In this study, the experimental setup involved a hybrid model that integrates various hyperparameters to optimize performance. Key hyperparameters included `max_depth`, which regulates the complexity of the XGBoost trees to mitigate overfitting and underfitting, and `n_estimators`, which determines the number of trees in the ensemble. The latter was fine-tuned to balance model accuracy and training efficiency. Additionally, the `gamma` hyperparameter was adjusted to enhance node separation and further prevent overfitting by limiting the number of splits.

The model architecture incorporated stacked Long Short-Term Memory (LSTM) layers to capture complex temporal dependencies, with experimentation conducted to identify the optimal depth for significant pattern extraction. Furthermore, the number of convolutional layers, along with various combinations of stride and kernel sizes, were adjusted to effectively capture relevant temporal and spatial data. The careful tuning of these hyperparameters not only improved feature selection and classification accuracy but also reduced computational costs by focusing on essential features. The datasets were categorized for binary classification into benign and assault groups, with multiclass classification distinguishing between normal and attack types, as detailed in Table 3.

Results

The results of the study highlight the performance of various deep learning models, specifically LSTM, GRU, and RNN, in classifying data from the NSL KDD dataset.

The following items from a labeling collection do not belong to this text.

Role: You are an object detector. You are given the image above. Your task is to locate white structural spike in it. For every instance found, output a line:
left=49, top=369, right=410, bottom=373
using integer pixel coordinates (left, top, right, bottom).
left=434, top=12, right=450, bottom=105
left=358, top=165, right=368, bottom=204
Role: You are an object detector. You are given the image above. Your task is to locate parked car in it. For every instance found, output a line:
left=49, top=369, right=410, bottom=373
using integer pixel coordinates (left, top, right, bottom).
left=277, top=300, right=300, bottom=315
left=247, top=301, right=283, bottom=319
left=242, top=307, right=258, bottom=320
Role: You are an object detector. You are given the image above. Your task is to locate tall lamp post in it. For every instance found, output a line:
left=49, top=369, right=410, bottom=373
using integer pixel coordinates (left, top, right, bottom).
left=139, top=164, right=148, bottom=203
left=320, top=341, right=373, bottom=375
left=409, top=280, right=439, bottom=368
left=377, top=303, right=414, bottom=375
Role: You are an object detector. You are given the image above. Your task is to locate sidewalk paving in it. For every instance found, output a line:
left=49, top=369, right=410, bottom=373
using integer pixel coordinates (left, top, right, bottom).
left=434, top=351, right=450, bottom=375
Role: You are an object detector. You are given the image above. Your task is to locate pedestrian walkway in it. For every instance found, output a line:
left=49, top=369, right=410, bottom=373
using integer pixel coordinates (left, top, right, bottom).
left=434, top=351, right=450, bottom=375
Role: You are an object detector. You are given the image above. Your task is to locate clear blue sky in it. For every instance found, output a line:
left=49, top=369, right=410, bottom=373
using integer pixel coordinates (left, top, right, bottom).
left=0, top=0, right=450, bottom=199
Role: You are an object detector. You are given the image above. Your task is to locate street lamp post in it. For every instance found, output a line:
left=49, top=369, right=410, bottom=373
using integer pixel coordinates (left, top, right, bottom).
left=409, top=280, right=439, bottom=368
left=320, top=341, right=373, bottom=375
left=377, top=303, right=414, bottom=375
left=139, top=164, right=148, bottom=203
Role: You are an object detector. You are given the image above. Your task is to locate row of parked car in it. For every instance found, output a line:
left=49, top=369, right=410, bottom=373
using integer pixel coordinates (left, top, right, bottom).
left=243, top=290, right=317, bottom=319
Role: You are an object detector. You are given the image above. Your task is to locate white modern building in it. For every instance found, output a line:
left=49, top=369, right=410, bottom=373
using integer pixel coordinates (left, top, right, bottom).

The optimal LSTM model, utilizing 180 units across hidden layers and a ReLU activation function, achieved a test accuracy of 89.26% and an F1 score of 98.64%, with a training time of 253.76 seconds. In contrast, the best GRU model, which employed 120 units and a Softmax activation function, recorded an F1 score of 95.04% and a test accuracy of 86.10%, taking 189.10 seconds to train. The RNN model demonstrated a test accuracy of 87.21% and an F1 score of 94.03%, with a training duration of 139.55 seconds.

Further analysis involved the CNN-LSTM hybrid structure, which outperformed other configurations in terms of accuracy on the CIC IDS 2017 dataset, achieving 98.55% with a five-layer setup. The study also examined the impact of feature selection on model performance, revealing that using 52 features yielded the highest F1 score and detection rate, while 60 features provided the best accuracy. For the WSN dataset, the optimal model was identified with 18 features, achieving an accuracy of 96.95% and a detection rate of 96.10%. Overall, the findings underscore the effectiveness of deep learning models in intrusion detection tasks, with specific configurations and feature selections significantly influencing performance outcomes.

Discussion

In the discussion section of the research paper, the authors review recent advancements in deep learning (DL) and machine learning (ML) methodologies for anomaly detection within intrusion detection systems (IDS) that leverage artificial intelligence (AI). They highlight various approaches, such as the integration of recurrent neural networks (RNNs) and feed-forward deep neural networks (FFDNNs) for detecting network attacks, as well as the use of sparse autoencoders and generative adversarial networks (GANs) for feature extraction and model enhancement. The authors emphasize the importance of utilizing diverse datasets, including CIC IDS 2017, UNSW NB15, NSL KDD, and WSN DS, to evaluate the effectiveness of their proposed hybrid model, which combines XGBoost and convolutional neural networks (CNNs) for feature extraction followed by classification using long short-term memory (LSTM) networks.

The authors also detail their data preprocessing techniques, including normalization and scaling, which are crucial for optimizing the performance of neural networks. They employ L2 regularization to mitigate overfitting and enhance model generalization. The hybrid model architecture is designed to leverage the strengths of CNNs for spatial feature extraction and LSTMs for temporal analysis, ultimately improving the detection of intrusions in real-time. The discussion concludes with an emphasis on the significance of selecting appropriate datasets that encompass both benign and malicious records, ensuring the model’s applicability to real-world scenarios. Overall, the proposed hybrid IDS aims to bolster the security of network devices against a variety of attacks, thereby enhancing robust system communication.